Kult gen. Świerczewskiego, dzieje Chatki Socjologa, oazy hipisów na Caryńskiem oraz nielegalną budowę kościoła w Nowosiółkach opisuje Krzysztof Potaczała w II tomie reportaży „Bieszczady w PRL-u 2”. Był tu klimat wolności – mówi jeden z rozmówców autora.
Aż do końca Polski Ludowej obowiązkowym punktem na turystycznej mapie Bieszczadów były Jabłonki, gdzie został zabity przez UPA gen. Karol Świerczewski „Walter”. Stały się one miejscem manifestacji organizowanych przez władze. W 1954 wytyczono szlak im. Świerczewskiego, organizowano biegi patrolowe i rajdy, a w Bieszczady przybywały na obozy i szkolenia harcerskie drużyny walterowskie, których współzałożycielem był Jacek Kuroń.
W 1987 r. w Jabłonkach otwarto dom pamięci z ekspozycją poświęconą „Walterowi”. Zaraz po upadku PRL została zlikwidowana. Zastąpiła ją wystawa przyrodniczo-łowiecka, lecz turyści wciąż pytają o Świerczewskiego i pamiątki po nim. Dyrektor Muzeum Wojska Polskiego zaproponował wypożyczenie munduru, w którym poległ generał. „Zaczęliśmy nawet rozglądać się za sponsorem, który sfinansowałby szklaną gablotę, jednak baligrodzcy włodarze odradzili nam powrót do PRL” - mówią Jerzy i Henryka Wałachowscy, dzierżawcy budynku, byli pracownicy domu pamięci.
Aż do końca Polski Ludowej obowiązkowym punktem na turystycznej mapie Bieszczadów były Jabłonki, gdzie został zabity przez UPA gen. Karol Świerczewski „Walter”. Stały się one miejscem manifestacji organizowanych przez władze.
Osobliwością i turystyczną atrakcją Bieszczadów był od 1963 r., przez trzydzieści lat, pociąg z Przemyśla do Zagórza w Bieszczadach, kursujący poprzez Związek Sowiecki. W rozdziale „Pociągi pod specjalnym nadzorem”, pasażerowie tej linii opowiadają o podróży z konwojentami – sowieckimi pogranicznikami, zakazie otwierania okien i o zatrzymywaniu pociągu w przypadku wyrzucenia czegokolwiek z wagonu. A także oraz o emocjach towarzyszących oglądaniu mijanych dawnych polskich miejscowości: Dobromila i Chyrowa. W rozdziale zamieszczono zdjęcia wykonane potajemnie z okna wagonu.

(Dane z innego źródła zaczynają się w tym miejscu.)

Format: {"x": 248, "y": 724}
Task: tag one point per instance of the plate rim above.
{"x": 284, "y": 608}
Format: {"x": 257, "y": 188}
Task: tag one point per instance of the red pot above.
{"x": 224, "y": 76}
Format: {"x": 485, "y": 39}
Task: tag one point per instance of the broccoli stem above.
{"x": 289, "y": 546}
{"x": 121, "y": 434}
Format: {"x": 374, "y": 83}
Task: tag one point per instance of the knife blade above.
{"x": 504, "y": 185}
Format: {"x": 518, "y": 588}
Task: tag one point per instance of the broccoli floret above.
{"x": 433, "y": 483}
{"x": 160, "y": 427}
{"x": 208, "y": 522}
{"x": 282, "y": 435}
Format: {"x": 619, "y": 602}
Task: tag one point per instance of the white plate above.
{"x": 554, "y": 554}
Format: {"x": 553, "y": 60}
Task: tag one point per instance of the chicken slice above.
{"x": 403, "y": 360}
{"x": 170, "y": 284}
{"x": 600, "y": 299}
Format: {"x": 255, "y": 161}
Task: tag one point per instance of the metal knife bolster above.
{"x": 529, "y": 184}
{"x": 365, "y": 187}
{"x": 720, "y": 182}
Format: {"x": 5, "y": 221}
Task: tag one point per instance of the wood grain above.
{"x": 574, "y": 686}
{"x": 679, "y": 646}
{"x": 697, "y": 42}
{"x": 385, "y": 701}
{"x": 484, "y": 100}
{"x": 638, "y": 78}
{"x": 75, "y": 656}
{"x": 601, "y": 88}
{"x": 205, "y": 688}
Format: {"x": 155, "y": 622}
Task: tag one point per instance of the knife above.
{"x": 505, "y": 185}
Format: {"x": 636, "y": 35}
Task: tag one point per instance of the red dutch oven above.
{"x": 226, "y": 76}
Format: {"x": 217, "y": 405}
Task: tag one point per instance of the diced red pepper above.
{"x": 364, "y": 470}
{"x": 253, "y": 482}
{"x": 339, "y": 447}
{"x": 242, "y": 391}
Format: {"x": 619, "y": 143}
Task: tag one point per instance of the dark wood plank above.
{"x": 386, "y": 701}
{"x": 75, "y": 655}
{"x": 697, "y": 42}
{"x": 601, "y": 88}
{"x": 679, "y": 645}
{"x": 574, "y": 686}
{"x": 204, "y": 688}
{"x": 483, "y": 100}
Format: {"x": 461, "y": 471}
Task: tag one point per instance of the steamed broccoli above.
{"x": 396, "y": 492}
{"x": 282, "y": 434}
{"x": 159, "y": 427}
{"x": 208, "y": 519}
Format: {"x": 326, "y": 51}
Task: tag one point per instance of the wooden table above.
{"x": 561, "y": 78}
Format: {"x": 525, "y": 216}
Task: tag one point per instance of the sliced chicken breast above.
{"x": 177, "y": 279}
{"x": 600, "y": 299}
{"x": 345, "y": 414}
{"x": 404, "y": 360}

W 1973 roku rozpoczęła się budowa Chaty Socjologa na Otrycie. Pracowali przy niej studenci z wydziału socjologii Uniwersytetu Warszawskiego. „My, młodzież tamtego czasu, wychowani w przekonaniu, że to państwo powinno wszystko dać, chcieliśmy zrobić coś samodzielnie, własnymi rękoma” - opowiada Ewa Lewicka. W Chacie Socjologa dominowała grupa „lewicująco - marksizująca”. Nazywano więc to miejsce „Czerwonym Otrytem” lub też „marksistowskim klasztorem”. Jednak jak pisze autor, Otryt nie był wyłącznie „czerwony”. Bywali tu również Jadwiga Staniszkis i Ludwik Dorn. A także grupa ukraińskich nacjonalistów, nawiązująca do pamięci o UPA i nosząca emblematy z tryzubem.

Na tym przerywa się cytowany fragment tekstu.